IntPhys V1.0

Goals

The goal of this benchmark is:

  1. to provide an evaluation set for object permanence
  2. to provide a training set for systems that would acquire object permanence in a completely unsupervised way.

Note that the training set is optional. It is possible to test any system on our object permanence test set, even if trained on a different dataset (eg, real videos), or even hand designed systems.

It is fully described in the paper: https://arxiv.org. To get started, use our github repo (on the 1.0 branch) https://github.com/bootphon/intphys/tree/1.0.

Train set

We provide 15k videos, of 100 frames each (approx. 25 hours of video). The uncompressed file size is 200G. The training samples are always physically possible and have high variability in object sizes, trajectories, textures, etc.

_images/train_1.gif _images/train_2.gif _images/train_3.gif _images/train_4.gif

Metadata

Each video comes with its associated depth field and object masking (each object has a unique id), along with a detailed status in JSON format.

_images/meta_1.gif _images/meta_2.gif _images/meta_3.gif

Example of json file (only 2 frames for illustration purposes, real json files contain 100 frames):

{
    "block":"block_O1_train",
    "possible":true,
    "floor":{
      "maxx":3375.0004882812,
      "maxy":1480,
      "miny":-2770,
      "minx":-3375.001953125
    },
    "camera":"196 304 153 -13 -120 -0",
    "lights":{
      "light_1":"-2978.0249023438 -1332.8410644531 181.63397216797 -20.454223632812 98.856430053711 9.1122478806938e-07"
    },
    "max_depth":2458.3498535156,
    "masks_grayscale":[[0,"sky"],[51,"floor"],[102,"backwall"],[153,"object_3"],[204,"object_2"],[255,"object_1"]],
    "frames":[{
        "object_3":"456.66390991211 -861.45208740234 159.97134399414 -28.465270996094 80.850463867188 -90.793273925781",
        "object_2":"-378.92248535156 -700.74951171875 131.89306640625 34.369613647461 -91.140380859375 16.656764984131",
        "object_1":"500 -550 188.73477172852 -62.817230224609 9.9395532608032 -68.216156005859"
      },{
        "object_3":"413.35668945312 -872.896484375 132.60464477539 -28.465270996094 80.850463867188 -90.793273925781",
        "object_2":"-355.95150756836 -701.56634521484 144.69281005859 34.369613647461 -91.140380859375 16.656764984131",
        "object_1":"500 -550 181.11834716797 -62.817230224609 9.9395532608032 -68.216156005859"
      }
     ]

Dev and Test

_images/test_1.gif _images/test_2.gif _images/test_3.gif _images/test_4.gif

The test samples come as quadruplets: 2 possible cases and 2 impossible ones. They are organized into 18 conditions resulting from the combination of 2 visibilities (visible vs occluded) times 3 numbers of objects (0 vs 1, 1, vs 2, 2 vs 3) and 3 mouvements types (static, dynamic 1, dynamic 2) as follows:

_images/designbloc1.png

There are 200 movies per condition (total of 3.6K movies). The dev files is much smaller, and only there to allow tuning of the plausibility function, but not for detailed model comparison (12 movies per condition, 216 total). The files in the dev set are provided with metadata and the evaluation code. The test set is just provided with raw videos (RGBD), but no metadata nor evaluation code.

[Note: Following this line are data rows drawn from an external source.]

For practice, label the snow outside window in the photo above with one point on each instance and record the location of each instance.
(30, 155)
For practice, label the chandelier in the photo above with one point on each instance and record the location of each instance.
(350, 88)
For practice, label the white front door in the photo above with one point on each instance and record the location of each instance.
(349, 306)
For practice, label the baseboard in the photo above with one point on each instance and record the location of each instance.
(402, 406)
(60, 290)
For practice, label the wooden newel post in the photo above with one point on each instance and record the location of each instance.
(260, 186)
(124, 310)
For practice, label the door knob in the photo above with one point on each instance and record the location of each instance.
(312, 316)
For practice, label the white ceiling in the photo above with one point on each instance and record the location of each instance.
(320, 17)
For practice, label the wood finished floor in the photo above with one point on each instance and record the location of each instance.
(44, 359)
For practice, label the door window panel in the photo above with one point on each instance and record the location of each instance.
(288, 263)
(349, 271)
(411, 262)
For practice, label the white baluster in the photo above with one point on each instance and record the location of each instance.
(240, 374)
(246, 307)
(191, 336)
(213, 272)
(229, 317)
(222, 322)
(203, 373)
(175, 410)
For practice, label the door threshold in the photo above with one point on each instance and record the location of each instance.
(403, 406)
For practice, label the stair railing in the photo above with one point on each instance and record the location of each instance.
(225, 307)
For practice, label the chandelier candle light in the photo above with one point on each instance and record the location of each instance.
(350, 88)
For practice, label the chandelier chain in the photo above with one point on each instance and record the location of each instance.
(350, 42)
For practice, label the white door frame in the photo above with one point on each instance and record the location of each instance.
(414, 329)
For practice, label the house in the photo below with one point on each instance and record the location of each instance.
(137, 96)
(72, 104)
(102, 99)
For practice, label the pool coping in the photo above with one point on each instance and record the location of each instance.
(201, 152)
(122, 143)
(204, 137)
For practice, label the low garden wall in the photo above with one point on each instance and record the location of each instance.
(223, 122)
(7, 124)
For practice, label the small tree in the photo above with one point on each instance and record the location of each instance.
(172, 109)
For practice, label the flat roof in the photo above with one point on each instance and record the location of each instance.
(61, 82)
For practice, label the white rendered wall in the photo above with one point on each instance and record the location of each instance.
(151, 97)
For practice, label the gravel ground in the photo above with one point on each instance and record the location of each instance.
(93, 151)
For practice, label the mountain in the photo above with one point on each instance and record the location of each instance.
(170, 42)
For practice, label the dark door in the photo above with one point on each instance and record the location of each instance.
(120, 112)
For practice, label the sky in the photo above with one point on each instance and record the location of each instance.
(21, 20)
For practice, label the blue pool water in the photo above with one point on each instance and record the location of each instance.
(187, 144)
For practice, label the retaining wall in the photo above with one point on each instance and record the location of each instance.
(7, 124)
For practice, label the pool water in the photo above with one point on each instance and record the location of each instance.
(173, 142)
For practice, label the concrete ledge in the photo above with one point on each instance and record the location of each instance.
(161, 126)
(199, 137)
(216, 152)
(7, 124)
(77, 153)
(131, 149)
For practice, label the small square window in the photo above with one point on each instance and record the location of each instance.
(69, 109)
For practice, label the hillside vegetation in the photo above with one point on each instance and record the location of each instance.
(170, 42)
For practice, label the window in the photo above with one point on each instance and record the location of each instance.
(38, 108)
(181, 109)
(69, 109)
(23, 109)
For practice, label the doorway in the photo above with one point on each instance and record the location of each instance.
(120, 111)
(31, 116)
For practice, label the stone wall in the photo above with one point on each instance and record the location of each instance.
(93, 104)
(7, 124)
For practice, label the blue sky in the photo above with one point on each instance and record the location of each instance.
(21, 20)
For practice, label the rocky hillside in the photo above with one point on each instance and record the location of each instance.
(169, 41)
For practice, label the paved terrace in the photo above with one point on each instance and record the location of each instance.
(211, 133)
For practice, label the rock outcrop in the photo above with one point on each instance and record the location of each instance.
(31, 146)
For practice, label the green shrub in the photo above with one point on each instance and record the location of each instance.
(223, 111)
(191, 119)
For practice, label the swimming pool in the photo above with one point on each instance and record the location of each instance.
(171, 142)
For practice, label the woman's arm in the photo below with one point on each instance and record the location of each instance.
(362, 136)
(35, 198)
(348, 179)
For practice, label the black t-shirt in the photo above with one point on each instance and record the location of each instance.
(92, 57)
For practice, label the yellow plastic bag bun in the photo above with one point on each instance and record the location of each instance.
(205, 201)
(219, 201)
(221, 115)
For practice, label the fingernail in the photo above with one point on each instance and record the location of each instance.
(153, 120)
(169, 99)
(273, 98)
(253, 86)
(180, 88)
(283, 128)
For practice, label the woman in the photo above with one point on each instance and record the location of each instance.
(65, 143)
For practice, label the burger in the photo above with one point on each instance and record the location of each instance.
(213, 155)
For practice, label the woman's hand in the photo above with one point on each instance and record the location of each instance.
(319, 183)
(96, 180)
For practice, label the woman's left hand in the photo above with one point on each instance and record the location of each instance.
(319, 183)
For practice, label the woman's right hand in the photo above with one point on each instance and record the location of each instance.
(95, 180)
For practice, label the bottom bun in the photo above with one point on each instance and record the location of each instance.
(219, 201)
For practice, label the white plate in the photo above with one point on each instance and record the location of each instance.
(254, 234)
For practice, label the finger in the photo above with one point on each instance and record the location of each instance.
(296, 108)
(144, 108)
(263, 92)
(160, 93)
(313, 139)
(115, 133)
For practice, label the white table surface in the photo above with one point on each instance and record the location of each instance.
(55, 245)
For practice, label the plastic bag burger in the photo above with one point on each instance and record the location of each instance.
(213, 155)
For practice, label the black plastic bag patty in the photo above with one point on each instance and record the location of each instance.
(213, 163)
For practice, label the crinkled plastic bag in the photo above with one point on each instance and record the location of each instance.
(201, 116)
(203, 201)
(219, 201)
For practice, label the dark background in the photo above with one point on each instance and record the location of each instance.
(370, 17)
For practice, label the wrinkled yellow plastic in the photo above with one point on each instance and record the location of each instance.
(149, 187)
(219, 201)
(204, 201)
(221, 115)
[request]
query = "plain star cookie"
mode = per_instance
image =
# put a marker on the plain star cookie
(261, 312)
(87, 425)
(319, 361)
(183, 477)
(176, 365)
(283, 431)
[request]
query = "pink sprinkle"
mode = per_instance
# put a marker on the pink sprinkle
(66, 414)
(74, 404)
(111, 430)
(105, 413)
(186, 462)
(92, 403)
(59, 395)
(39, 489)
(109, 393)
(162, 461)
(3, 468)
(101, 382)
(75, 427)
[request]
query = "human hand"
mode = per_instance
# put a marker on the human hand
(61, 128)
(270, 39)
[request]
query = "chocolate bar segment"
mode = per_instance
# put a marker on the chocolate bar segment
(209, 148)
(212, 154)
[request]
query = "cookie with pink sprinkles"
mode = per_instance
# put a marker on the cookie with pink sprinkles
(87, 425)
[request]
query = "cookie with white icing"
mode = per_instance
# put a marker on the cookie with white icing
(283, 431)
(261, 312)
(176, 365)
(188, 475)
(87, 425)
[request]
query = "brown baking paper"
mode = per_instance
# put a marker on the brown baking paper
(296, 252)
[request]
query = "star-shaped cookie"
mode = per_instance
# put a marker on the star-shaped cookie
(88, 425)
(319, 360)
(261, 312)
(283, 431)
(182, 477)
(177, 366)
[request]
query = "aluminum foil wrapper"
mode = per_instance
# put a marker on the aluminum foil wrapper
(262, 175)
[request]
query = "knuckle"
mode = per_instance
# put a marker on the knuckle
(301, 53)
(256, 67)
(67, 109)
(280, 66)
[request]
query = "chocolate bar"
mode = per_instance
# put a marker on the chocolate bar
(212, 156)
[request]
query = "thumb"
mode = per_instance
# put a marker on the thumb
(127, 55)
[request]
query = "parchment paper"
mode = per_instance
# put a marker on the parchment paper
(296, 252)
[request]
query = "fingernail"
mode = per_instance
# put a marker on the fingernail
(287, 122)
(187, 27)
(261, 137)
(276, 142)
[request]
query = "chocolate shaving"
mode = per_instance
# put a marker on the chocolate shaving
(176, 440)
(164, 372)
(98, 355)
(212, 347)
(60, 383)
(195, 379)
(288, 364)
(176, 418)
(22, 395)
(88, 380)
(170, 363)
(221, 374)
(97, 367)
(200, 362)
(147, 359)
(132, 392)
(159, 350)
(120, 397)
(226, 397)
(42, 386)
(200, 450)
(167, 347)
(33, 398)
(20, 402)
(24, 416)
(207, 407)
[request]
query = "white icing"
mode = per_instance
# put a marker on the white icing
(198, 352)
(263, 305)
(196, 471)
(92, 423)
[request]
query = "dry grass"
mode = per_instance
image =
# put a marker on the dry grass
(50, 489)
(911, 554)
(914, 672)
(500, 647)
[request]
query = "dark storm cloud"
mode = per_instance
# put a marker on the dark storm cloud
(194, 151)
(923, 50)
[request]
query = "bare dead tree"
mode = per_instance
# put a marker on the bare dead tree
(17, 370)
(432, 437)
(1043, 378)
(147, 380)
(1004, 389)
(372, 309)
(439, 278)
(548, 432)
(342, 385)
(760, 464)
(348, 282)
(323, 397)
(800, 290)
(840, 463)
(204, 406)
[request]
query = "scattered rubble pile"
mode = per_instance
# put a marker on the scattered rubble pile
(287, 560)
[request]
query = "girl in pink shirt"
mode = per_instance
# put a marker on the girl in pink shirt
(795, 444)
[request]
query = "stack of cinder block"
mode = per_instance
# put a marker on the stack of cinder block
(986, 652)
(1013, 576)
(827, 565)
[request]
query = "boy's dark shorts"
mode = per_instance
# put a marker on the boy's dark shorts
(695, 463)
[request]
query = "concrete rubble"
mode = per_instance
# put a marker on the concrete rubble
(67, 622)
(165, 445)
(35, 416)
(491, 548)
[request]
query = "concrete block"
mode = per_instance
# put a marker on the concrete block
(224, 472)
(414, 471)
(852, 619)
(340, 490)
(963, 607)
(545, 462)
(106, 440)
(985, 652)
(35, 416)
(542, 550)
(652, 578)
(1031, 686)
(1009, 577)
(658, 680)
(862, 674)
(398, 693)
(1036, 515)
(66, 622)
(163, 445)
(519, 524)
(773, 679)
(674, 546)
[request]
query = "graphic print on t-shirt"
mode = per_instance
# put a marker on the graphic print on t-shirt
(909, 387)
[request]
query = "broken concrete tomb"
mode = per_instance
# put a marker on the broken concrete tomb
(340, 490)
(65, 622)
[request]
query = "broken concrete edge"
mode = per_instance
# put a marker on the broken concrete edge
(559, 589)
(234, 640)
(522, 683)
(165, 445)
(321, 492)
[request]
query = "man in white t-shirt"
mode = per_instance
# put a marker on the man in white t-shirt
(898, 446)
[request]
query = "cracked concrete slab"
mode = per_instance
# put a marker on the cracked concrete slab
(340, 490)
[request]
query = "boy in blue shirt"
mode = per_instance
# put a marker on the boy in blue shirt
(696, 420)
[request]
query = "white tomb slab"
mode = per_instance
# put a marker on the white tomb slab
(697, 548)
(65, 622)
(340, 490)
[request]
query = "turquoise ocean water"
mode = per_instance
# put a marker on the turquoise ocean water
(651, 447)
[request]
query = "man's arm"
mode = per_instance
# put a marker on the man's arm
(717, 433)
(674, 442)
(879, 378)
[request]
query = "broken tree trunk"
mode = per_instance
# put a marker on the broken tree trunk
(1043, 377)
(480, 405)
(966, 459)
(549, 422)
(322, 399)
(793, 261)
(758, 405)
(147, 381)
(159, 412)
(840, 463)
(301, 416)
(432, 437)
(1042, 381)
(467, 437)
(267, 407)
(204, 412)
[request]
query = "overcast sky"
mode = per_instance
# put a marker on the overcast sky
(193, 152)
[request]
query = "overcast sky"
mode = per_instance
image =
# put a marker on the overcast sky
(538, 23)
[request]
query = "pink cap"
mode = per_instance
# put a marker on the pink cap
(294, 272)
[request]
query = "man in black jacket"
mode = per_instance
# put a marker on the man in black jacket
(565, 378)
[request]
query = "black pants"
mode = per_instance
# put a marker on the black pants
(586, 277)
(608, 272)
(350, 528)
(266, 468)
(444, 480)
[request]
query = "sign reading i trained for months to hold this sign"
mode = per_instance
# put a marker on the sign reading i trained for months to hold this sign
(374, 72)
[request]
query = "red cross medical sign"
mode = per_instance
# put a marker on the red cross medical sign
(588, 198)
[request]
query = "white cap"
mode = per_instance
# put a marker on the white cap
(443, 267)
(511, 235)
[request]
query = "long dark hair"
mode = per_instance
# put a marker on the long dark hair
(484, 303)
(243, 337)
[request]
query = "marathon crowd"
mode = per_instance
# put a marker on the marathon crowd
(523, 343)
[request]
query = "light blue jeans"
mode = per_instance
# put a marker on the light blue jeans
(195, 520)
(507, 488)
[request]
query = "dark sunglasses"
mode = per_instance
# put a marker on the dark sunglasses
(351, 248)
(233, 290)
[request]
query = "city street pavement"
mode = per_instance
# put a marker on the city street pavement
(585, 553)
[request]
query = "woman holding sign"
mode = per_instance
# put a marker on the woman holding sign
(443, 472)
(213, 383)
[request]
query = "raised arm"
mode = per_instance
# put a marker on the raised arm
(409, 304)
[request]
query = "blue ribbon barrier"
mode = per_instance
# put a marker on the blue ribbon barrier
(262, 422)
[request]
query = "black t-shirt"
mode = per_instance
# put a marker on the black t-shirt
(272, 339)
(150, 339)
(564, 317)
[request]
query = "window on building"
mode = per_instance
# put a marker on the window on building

In order to evaluate the test results, participants should submit their numbers by creating a zip file and create a DOI for it in the zenodo intphys1.0 group. The evaluation will be automatically created and added in the leaderboard of the benchmark, together with dates and description of file and group.

Evaluation metric

The system requirements are that given a movie x, it must return a plausibility score P(x). Because the test movies are structured in N matched sets of positive and negative movies S_i = \{Pos^1_i .. Pos^{n_i}_i , Imp^1_i .. Imp^{n_i}_i\}, we derive two different metrics. The relative error rate L_R computes a score within each set. It requires only that within a set, the positive movies are more plausible than negative movies.

L_{R}=\frac{1}{N}\sum_{i}{\mathbb{I}_{\sum_{j}P(Pos_{i}^{j}) < \sum_{j}P(Imp_{i}^{j})}}

The absolute error rate L_A requires that globally, the score of the positive movies is more positive than the score of the negative movies. It is computed as:

L_{A}=1-AUC(\{i,j; P(Pos_{i}^{j})\}, \{i,j;  P(Imp_{i}^{j})\})

Where AUC is the Area Under the ROC Curve, which plots the true positive rate against the false positive rate at various threshold settings.

Human performance

Here is the human performance on this test, as evaluated through 71 Amazon Mechanical Turk workers.

_images/humans.png

Baseline results

Here are results with 2 baseline systems using a resnet and a GAN on the output of a mask reconstruction CNN, tested in a future prediction task with a span of 5 and 35 frames respectively.